Homélie du 26 septembre 2021

Ecartez de son coeur les occasions de chute: Mc, 9,38-48

Cet évangile apparait d’une brutalité peu commune, complètement contraire à la tradition de miséricorde qui irrigue tout l’évangile et la vie de Jésus lui-même, et qui fait partie de l’enseignement des papes récents, de Jean-Paul II au pape François. On a l’impression d’un extrémisme qu’on verrait plutôt chez les plus pharisien des pharisiens. On est dans le fondamentalisme et la raideur, qui ne sont pas soutenables.
Même si ce que nous regardons peut provoquer en nous beaucoup de jalousie et d’envie, ce n’est pas pour cela que nous allons arracher notre oeil. Même si les auteurs de pédophilie doivent être sanctionnés, il n’est pas question de leur mettre la corde au cou et de les jeter à la mer.

Alors, qu’est-ce que nous faisons de ce texte gênant ?
Il faut lire tout cela au niveau de nos motivations profondes, de nos désirs véritables, de nos pratiques et de notre regard. Qu’est-ce qui se passe dans notre coeur ?
Nous pouvons être tentés d’arranger un peu la loi pour profiter d’une occasion, un permis de construire bricolé, un passe-droit, un petit mensonge au fisc, un gros mensonge à sa famille pour garantir la considération de tous. Nous sommes jaloux du voisin, de sa maison, de son style de vie, peut-être de son intelligence et de sa réussite. Devant les appels du pape et de l’Eglise à prendre soin des migrants et des réfugiés comme aujourd’hui, nous laissons naitre en nous des réactions de méfiance, de rejet.

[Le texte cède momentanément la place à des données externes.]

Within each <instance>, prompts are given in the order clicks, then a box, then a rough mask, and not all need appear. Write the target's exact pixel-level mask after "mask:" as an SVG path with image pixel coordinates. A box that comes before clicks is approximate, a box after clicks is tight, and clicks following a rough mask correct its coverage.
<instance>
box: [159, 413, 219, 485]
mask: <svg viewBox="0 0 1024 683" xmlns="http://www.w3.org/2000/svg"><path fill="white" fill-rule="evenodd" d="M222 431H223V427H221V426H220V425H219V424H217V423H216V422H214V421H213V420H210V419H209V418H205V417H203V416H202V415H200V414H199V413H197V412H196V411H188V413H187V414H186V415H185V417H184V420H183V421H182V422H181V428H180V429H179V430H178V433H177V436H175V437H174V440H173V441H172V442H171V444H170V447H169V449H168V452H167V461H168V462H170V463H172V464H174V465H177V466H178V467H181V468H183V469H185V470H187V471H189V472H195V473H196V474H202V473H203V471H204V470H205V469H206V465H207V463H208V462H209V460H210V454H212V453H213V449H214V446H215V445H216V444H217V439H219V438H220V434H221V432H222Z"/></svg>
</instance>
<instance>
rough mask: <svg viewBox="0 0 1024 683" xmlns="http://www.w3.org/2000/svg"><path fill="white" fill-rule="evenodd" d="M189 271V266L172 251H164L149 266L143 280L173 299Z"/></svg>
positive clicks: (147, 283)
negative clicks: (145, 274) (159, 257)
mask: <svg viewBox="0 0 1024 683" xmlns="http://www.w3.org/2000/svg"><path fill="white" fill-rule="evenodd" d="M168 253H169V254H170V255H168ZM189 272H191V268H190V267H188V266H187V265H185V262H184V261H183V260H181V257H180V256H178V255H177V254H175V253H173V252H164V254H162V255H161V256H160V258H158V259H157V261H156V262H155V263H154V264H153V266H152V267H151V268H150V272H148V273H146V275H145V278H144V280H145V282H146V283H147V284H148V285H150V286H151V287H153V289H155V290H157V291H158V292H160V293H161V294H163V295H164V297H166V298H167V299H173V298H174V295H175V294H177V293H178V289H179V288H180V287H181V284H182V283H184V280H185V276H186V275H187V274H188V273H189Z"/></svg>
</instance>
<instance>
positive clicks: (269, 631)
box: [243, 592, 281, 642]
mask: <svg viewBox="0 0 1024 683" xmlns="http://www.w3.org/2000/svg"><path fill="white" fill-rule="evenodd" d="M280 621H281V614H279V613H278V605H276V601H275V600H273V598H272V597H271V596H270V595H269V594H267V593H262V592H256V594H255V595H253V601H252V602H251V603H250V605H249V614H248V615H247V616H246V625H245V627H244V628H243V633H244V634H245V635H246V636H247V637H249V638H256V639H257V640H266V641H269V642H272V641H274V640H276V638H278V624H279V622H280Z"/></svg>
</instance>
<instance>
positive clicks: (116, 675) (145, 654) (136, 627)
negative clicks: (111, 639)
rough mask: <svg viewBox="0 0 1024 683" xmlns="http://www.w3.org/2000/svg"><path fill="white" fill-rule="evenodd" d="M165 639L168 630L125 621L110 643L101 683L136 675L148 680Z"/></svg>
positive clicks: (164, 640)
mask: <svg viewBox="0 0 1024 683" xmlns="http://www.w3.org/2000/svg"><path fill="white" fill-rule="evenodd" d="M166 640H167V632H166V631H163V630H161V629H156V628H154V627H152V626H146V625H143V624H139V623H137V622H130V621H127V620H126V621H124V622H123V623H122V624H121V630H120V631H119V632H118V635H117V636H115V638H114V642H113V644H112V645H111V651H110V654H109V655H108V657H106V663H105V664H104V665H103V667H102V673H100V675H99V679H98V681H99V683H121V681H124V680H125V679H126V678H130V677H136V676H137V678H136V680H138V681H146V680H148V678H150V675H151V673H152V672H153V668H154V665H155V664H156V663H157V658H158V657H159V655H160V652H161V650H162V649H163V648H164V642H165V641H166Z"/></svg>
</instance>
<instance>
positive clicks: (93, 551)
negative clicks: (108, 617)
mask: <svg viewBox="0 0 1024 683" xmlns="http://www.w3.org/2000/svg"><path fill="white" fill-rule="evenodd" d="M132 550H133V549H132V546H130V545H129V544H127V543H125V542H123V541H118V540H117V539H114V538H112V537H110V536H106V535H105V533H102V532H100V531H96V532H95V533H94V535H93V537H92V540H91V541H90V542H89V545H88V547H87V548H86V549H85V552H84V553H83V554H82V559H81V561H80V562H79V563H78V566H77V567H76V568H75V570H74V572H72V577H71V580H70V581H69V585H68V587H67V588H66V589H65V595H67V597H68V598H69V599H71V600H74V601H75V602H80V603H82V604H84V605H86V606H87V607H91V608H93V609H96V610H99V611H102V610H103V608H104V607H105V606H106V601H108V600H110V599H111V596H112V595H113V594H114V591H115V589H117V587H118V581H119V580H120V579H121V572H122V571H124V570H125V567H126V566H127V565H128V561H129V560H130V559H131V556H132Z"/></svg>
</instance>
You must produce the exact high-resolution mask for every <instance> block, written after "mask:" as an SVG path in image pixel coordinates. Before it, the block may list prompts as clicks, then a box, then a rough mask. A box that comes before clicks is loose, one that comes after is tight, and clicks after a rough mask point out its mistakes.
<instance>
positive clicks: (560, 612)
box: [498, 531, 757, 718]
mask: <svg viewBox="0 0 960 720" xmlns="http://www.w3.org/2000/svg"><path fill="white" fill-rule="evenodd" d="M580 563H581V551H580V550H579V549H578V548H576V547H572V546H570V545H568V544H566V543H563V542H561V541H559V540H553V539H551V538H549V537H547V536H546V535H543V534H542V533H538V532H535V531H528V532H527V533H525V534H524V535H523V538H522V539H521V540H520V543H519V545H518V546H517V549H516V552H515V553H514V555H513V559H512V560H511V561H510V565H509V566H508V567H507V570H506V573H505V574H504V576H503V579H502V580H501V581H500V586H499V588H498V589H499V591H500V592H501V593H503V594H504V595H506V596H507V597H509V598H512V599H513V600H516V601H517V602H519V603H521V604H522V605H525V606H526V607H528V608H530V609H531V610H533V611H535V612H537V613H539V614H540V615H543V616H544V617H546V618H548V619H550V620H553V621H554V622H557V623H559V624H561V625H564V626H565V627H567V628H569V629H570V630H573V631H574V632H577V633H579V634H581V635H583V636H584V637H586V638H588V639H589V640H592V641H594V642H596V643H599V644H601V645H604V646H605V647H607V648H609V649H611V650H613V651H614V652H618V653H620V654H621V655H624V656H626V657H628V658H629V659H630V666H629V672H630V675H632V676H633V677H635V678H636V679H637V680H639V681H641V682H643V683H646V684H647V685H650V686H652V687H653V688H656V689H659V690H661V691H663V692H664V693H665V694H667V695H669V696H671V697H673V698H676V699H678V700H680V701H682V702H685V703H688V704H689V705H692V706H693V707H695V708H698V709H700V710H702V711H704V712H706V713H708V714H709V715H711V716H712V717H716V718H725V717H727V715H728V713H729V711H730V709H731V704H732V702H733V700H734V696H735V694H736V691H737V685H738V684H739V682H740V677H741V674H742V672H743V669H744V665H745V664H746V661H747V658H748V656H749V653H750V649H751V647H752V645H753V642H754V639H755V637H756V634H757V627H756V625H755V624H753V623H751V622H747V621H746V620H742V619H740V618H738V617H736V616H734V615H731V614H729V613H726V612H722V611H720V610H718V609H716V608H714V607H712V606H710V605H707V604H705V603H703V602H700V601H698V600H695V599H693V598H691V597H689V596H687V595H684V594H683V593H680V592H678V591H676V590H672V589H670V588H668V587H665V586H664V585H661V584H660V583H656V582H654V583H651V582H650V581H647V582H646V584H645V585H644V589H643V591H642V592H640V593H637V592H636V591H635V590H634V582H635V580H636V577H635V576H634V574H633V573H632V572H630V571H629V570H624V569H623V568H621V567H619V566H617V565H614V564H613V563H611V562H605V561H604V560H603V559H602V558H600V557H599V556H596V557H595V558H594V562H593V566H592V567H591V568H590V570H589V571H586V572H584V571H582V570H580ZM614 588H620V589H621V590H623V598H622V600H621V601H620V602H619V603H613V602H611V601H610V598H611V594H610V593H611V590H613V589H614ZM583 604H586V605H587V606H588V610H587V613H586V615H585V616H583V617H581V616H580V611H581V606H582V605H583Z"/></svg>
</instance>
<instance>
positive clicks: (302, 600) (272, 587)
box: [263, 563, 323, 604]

Tous ces sentiments qui sont en nous, dès qu’ils naissent dans notre coeur, il faut les éliminer au plus vite, ne pas les laisser prospérer, ne pas laisser la tentation s’installer.

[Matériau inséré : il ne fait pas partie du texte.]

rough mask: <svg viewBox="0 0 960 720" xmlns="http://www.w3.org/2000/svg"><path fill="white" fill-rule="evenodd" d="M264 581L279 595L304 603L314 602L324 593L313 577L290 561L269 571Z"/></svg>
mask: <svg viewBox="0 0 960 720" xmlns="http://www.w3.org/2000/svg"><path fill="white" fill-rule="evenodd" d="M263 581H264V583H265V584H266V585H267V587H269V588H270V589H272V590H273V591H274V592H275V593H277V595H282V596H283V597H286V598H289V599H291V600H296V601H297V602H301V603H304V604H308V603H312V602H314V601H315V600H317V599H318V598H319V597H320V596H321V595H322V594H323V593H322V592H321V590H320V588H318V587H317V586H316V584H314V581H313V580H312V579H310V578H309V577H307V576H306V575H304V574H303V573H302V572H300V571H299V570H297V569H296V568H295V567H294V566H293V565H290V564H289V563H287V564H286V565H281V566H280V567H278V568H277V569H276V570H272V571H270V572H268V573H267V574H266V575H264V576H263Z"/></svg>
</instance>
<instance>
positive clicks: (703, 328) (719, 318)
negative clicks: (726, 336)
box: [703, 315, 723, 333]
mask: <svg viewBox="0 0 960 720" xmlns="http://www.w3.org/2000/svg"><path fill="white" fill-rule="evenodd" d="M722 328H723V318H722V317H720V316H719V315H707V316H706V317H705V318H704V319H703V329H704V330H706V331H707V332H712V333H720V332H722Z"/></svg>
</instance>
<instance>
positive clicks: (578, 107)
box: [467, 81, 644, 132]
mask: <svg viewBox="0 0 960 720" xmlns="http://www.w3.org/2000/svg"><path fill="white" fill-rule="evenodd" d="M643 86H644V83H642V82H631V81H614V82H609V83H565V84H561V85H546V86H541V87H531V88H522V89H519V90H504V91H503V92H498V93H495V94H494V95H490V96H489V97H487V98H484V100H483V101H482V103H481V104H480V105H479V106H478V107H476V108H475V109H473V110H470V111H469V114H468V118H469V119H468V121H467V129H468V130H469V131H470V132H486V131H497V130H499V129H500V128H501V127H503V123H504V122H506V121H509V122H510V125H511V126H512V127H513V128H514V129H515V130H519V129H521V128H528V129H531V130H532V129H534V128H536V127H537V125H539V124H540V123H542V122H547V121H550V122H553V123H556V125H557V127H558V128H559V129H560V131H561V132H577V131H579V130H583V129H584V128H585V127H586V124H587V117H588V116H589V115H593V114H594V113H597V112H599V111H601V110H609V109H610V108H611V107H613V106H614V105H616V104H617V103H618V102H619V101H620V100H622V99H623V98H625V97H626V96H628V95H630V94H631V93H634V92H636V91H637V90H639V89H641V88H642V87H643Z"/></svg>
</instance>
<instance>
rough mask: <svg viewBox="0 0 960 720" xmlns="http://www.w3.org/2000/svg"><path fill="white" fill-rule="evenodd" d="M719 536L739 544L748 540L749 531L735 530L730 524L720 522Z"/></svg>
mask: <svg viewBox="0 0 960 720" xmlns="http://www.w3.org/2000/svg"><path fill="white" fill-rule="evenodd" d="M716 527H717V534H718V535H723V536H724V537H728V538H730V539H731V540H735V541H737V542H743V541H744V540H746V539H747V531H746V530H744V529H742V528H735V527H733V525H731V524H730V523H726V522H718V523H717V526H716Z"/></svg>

Dans le milieu professionnel, on peut se demander quels moyens on prend pour poursuivre sa carrière. Tricher, écraser le voisin, le mettre sciemment de côté ou le détruire par des rumeurs, enfin tous les moyens que vous imaginez pour l’écarter. Voilà encore des idées à éliminer tout de suite.

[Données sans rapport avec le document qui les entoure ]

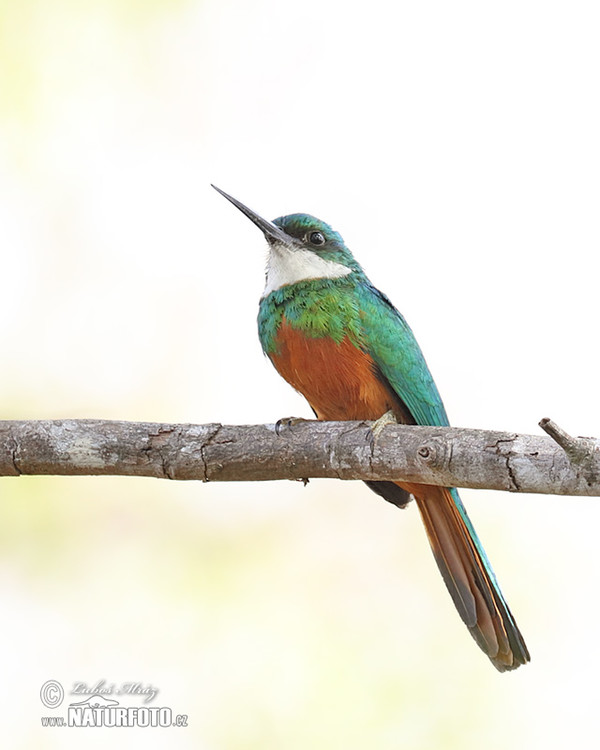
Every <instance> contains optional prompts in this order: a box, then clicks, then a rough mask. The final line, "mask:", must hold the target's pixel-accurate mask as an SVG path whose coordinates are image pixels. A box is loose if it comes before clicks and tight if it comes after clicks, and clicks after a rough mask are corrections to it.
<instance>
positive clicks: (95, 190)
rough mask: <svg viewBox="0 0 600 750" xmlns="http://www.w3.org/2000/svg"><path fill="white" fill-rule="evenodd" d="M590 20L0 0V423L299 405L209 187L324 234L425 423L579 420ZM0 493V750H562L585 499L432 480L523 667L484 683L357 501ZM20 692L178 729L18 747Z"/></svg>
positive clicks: (590, 364)
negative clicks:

Coupe ta main qui cherche à détruire un concurrent. Enlève ton oeil qui te donne un regard de jalousie. Coupe ton pied par lequel tu essaies de barrer la route à un collègue. Traduisons ces demandes en disant : enlève dès sa racine en toi ce sentiment qui pourrit ta vie spirituelle et humaine.
L’enjeu de tout cela c’est notre fidélité aux valeurs du Royaume, notre volonté de vivre ce Royaume dès ici-bas. Nous avons des choix à faire.
C’est loin d’être simple.

Cela demande deux choses : d’abord de connaître clairement le fond de nos motivations. Nous devons faire sur nous-mêmes un travail de clarification. Il n’y a rien de mieux que le brouillard pour se tromper de route. Le malin adore nous mettre dans la confusion pour que nous prenions de mauvaises décisions. Il y a donc un travail de clarté à faire dans nos intentions, dans nos motivations, dans ce que nous disons et faisons.
La deuxième chose, c’est de prendre une décision. Je peux laisser trainer sans fin une situation illégale, immorale et mortifère pour moi ou pour d’autres. Je peux me complaire dans des critiques ou dans des attitudes négatives vis-à-vis de l’Eglise. L’invitation du Christ est claire : il faut trancher dans ces velléités et tout de suite. Toute hésitation est l’oeuvre du malin.
Le Christ vient ainsi faire éclater toutes les petites constructions que nous inventons. Loin des langues de bois, il le fait de manière très nette, presque radicale. Entendons cette volonté de nous ouvrir les yeux sur nos manières d’agir et de vivre.